Ella es joven, aunque haya recorrido un largo camino. Habla de manera dulce pero contundente. Es pícara, muy. Y ácida como un pomelo de verano. Con una voz de campanas lejanas y un vocabulario rico y abundante, me cuenta aquello que piensa, parte de lo que sueña y, por momentos, se le escapa lo que siente. La mujer arrebatadoramente bella y talentosa se llama Josefina Scaglione, aquella que triunfó en los musicales de Broadway, vivió varios años en Nueva York, regresó a la Argentina y acaba de finalizar una exitosa temporada al frente de Drácula.

–Si tuvieras que hacer el musical sobre tu vida, ¿cómo se llamaría?

–Me hiciste reír con esa pregunta. Un musical mío bien autorreferencial tendría que tener, para empezar, una mezcla de música de todo el mundo, porque escucho desde Björk hasta Chavela Vargas. Debería ser un espectáculo de sensaciones, es decir, basado en lo sensorial más que en algo literal. Y se llamaría Ecléctica, porque me gustan muchos rubros del arte y he experimentado en varios campos.

–Si este musical tuviera sólo cuatro personajes de tu vida real, ¿quiénes serían?

–Pondría a mi madre, a mi amiga de la infancia Matilde, al rol del hombre en general (sin nadie específico) y a mis abuelas representadas en una.
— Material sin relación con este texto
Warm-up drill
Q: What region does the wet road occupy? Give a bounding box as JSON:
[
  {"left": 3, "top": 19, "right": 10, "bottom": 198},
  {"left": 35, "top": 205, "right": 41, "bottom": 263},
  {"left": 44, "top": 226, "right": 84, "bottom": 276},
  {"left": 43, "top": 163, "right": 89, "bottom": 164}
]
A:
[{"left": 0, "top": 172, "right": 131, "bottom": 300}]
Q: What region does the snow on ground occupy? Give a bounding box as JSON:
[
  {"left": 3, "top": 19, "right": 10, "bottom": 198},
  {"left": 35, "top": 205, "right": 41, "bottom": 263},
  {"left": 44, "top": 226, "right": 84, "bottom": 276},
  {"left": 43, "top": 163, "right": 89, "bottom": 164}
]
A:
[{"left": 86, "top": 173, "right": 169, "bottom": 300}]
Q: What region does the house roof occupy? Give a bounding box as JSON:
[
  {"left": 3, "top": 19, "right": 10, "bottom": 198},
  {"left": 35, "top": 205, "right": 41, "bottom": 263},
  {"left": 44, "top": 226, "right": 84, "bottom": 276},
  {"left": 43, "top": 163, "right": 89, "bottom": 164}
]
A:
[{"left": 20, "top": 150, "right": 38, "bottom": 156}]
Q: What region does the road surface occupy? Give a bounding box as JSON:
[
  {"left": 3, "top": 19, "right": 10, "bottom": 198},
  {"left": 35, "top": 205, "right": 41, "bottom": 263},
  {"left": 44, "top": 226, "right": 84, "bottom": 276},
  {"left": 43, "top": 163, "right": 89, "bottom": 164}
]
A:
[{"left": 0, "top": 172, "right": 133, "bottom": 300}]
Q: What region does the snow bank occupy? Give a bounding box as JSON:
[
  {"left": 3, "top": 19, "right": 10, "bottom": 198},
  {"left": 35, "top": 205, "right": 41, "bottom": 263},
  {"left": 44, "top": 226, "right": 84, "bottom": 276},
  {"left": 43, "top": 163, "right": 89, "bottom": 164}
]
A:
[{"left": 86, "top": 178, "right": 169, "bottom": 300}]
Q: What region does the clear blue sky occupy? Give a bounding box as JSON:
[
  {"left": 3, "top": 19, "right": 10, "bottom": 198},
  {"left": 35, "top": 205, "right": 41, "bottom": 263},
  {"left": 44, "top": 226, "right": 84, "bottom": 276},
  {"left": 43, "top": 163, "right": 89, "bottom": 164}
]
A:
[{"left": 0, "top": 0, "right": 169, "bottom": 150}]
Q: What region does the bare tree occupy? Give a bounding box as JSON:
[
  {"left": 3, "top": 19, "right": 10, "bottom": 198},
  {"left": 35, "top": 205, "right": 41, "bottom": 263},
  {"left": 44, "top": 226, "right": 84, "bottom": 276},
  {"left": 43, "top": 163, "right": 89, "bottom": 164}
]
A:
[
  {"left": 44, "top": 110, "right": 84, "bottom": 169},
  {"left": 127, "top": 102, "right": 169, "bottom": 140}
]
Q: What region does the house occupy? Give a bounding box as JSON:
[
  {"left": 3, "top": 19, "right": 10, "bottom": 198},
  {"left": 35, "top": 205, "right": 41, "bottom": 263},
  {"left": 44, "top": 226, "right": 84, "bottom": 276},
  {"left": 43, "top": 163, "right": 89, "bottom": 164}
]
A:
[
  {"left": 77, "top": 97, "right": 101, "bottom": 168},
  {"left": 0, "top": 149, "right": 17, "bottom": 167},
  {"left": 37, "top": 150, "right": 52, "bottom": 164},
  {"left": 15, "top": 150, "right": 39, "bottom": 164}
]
–Un universo bastante femenino. ¿Cuánto tuvieron que ver estas mujeres en tu carrera?

–Las mujeres tuvieron y tienen mucho que ver. Mis abuelas, sobre todo la materna, que era violinista, junto con mi abuelo, me inculcaron la música clásica y el tango. Eran concertistas en Entre Ríos, y me hicieron cantar ópera desde niña. Mi abuela paterna sigue siendo aún hoy un personaje sin igual, con mucho humor, y eso hizo que yo me definiera con una acidez propia de ella. Mi mamá se reinventa todo el tiempo: es honesta y verdadera, se asume con su edad y es muy auténtica. Mi amiga Matilde es la mujer que siempre me ha acompañado incansable e infaliblemente, es mi hombro desde los 4 años. Las mujeres somos encarnaciones directas de la divinidad, creo que tenemos una sabiduría y una sensibilidad que excede a la del hombre, sin competencia.

–¿Cómo lidiás con las pasiones y suspicacias que despiertan tu belleza?

–Lo percibo, pero no le presto atención. Me tiene sin cuidado la mala onda. Si se responde con amor, todo eso se desvanece.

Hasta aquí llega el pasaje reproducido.